🤖 AI Summary
To address weak appearance-style controllability and multi-view inconsistency in text/image-guided 3D generation, this paper proposes a zero-shot, single-step 3D model appearance stylization method. Without fine-tuning or optimization, it injects CLIP-extracted style features from a reference image directionally into the cross-layer attention modules of a pre-trained large-scale 3D reconstruction model (e.g., MVDiffusion), explicitly leveraging its implicitly encoded appearance representations for style transfer.
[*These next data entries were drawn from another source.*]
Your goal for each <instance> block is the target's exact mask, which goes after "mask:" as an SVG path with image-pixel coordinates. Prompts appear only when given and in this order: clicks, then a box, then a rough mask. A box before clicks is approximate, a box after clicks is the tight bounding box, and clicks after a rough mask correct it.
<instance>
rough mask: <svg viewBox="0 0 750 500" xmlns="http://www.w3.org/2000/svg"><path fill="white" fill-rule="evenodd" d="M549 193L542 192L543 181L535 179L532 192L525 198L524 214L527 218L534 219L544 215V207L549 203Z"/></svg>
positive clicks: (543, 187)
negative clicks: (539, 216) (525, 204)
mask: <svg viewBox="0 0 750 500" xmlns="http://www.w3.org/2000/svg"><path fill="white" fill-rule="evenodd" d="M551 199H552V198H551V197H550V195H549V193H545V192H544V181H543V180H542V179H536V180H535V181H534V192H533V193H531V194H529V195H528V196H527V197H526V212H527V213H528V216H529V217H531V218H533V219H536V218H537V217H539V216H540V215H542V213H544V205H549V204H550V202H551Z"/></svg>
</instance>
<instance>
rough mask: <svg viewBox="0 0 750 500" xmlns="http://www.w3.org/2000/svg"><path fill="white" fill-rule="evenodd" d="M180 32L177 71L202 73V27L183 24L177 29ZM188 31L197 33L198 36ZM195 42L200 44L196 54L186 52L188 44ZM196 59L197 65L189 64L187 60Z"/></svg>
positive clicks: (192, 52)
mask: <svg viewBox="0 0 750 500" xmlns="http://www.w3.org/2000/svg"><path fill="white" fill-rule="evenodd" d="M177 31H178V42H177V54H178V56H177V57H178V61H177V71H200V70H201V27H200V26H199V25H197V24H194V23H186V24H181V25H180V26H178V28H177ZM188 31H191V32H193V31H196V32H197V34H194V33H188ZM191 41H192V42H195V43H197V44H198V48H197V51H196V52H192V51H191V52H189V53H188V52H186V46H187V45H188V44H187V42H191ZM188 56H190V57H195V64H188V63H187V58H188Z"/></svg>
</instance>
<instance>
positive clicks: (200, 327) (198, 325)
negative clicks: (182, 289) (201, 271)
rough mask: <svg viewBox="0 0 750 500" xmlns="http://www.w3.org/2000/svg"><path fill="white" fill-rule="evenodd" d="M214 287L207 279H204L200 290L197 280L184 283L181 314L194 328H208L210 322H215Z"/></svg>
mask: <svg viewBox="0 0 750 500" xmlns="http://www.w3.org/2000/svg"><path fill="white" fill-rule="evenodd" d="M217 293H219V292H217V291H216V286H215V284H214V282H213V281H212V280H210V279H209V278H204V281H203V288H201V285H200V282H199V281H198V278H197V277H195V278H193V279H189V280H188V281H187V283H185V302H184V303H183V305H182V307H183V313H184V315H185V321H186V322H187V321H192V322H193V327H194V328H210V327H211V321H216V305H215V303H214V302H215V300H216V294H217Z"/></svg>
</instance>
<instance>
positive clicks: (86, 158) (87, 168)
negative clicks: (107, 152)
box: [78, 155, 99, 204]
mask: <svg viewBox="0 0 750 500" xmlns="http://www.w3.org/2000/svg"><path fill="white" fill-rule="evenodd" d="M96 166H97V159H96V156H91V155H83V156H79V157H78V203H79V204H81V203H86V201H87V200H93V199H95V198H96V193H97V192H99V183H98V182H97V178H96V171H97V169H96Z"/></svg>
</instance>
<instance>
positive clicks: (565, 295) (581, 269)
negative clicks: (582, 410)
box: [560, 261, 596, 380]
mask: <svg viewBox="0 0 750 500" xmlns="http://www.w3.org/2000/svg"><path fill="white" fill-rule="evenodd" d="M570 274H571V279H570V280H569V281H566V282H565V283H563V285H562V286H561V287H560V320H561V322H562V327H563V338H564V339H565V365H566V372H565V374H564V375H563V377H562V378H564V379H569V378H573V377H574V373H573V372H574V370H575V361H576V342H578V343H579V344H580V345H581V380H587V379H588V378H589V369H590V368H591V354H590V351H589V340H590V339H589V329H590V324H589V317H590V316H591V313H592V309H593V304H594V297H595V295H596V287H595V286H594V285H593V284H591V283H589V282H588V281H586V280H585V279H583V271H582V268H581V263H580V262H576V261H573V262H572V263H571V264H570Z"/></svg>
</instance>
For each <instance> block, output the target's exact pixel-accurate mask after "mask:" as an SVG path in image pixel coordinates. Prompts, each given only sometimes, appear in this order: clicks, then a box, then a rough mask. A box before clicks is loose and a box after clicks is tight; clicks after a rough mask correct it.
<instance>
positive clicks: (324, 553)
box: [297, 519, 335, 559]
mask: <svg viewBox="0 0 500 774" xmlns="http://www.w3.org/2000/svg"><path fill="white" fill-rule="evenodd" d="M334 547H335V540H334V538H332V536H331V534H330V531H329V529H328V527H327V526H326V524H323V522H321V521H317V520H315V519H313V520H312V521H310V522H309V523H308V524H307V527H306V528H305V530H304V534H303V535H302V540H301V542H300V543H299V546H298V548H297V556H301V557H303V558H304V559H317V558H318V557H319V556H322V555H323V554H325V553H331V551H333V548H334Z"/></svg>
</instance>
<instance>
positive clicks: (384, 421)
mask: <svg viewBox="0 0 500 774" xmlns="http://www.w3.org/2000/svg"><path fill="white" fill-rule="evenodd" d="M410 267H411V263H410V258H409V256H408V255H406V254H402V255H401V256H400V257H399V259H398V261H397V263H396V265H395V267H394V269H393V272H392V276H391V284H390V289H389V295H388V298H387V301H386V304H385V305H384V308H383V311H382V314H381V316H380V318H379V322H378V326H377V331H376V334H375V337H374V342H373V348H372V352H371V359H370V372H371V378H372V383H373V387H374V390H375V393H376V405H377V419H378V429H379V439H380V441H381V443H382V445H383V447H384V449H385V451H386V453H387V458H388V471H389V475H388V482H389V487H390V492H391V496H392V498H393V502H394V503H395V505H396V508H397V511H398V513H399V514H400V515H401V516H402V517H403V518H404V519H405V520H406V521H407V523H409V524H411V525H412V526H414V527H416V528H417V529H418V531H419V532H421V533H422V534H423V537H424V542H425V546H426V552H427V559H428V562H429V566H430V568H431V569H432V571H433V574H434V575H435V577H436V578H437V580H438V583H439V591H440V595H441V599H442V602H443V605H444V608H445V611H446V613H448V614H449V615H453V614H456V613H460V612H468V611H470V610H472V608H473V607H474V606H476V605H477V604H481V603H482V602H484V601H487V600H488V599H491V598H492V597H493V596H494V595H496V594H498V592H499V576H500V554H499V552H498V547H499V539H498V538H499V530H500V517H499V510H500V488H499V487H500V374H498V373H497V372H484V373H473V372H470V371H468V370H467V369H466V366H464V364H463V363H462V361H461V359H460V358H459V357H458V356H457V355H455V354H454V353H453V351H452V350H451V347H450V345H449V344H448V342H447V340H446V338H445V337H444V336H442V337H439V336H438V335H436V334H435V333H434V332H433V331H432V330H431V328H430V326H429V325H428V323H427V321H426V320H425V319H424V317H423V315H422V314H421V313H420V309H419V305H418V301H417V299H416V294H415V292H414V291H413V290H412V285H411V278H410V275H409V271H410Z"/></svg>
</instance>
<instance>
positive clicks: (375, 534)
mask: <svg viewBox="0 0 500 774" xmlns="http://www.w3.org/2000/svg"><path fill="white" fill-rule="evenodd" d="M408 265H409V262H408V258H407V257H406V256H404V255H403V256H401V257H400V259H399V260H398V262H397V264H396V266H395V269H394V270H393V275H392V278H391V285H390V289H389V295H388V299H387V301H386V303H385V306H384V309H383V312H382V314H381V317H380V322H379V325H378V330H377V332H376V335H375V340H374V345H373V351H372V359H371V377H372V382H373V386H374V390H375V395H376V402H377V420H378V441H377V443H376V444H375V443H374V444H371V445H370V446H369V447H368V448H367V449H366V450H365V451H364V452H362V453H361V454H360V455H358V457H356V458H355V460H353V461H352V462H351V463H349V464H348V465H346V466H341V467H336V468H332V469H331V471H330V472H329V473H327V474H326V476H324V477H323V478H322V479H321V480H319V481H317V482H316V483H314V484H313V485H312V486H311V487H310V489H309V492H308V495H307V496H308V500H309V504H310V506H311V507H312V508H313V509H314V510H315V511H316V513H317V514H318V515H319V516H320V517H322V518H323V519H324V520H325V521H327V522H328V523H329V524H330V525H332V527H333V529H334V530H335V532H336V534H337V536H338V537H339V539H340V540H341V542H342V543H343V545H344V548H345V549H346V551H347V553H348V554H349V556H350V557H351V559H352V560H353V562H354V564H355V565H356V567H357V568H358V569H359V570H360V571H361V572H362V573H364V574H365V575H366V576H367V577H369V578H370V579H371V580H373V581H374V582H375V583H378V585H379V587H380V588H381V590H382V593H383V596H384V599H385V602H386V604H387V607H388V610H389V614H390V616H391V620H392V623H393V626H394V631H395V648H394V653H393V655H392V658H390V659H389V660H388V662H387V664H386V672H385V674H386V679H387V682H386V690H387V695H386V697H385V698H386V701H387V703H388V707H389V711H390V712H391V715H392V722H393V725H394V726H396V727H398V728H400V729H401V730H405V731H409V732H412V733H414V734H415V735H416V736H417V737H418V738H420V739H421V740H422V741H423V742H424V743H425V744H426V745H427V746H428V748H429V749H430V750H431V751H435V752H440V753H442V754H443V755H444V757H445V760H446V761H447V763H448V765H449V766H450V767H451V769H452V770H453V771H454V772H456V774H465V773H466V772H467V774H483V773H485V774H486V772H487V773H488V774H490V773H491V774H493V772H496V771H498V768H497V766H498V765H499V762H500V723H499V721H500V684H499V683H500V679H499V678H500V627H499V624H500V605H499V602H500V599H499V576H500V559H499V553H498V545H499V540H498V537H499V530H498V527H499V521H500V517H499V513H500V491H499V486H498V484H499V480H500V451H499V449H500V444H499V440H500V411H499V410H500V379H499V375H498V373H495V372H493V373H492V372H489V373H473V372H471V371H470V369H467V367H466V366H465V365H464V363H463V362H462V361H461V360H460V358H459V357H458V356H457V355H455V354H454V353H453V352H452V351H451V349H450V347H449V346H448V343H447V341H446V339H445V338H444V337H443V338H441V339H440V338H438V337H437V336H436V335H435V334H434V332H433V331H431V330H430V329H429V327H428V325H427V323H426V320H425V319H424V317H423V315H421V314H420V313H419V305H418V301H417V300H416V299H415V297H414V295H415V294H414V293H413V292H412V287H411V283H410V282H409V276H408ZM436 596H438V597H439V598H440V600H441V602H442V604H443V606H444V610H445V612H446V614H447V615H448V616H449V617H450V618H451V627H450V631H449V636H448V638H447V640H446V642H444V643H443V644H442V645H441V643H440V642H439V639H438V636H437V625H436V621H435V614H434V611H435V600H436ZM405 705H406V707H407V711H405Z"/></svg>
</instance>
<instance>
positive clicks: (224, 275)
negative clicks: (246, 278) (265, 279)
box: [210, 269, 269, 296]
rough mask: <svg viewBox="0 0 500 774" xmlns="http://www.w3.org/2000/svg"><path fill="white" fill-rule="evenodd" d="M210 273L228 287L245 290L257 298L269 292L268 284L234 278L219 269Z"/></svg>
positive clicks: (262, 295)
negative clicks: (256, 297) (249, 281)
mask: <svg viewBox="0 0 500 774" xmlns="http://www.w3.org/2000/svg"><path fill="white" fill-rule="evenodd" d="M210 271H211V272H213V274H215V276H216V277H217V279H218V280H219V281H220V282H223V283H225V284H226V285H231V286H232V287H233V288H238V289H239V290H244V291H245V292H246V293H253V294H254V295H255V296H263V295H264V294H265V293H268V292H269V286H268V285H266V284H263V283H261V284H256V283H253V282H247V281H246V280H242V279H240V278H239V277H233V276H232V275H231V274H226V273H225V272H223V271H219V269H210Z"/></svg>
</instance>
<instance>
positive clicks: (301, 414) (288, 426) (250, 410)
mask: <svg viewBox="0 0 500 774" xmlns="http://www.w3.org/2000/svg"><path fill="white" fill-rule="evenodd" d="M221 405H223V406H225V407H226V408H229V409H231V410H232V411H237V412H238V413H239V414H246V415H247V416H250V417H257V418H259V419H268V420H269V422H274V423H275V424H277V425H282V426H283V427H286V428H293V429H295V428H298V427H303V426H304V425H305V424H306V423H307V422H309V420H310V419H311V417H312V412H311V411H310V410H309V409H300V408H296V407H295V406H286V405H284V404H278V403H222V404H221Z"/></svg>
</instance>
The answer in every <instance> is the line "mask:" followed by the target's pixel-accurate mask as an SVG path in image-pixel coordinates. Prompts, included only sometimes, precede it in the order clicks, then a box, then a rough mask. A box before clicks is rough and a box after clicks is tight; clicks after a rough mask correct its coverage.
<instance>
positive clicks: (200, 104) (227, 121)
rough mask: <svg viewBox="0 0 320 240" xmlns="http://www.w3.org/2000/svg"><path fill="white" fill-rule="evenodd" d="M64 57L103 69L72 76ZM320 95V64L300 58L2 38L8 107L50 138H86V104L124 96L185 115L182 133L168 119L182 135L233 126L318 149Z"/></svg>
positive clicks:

The key contribution is the first discovery and exploitation of the implicit global-appearance modeling capability embedded in the attention mechanisms of 3D reconstruction models, enhanced by spatial alignment and CLIP-semantic guidance to ensure multi-view consistency. Experiments demonstrate that our method achieves state-of-the-art performance in visual quality, multi-view consistency, and inference speed, significantly outperforming existing style transfer and 3D editing approaches.
📝 Abstract
With the growing success of text or image guided 3D generators, users demand more control over the generation process, appearance stylization being one of them. Given a reference image, this requires adapting the appearance of a generated 3D asset to reflect the visual style of the reference while maintaining visual consistency from multiple viewpoints. To tackle this problem, we draw inspiration from the success of 2D stylization methods that leverage the attention mechanisms in large image generation models to capture and transfer visual style. In particular, we probe if large reconstruction models, commonly used in the context of 3D generation, has a similar capability. We discover that the certain attention blocks in these models capture the appearance specific features. By injecting features from a visual style image to such blocks, we develop a simple yet effective 3D appearance stylization method. Our method does not require training or test time optimization. Through both quantitative and qualitative evaluations, we demonstrate that our approach achieves superior results in terms of 3D appearance stylization, significantly improving efficiency while maintaining high-quality visual outcomes.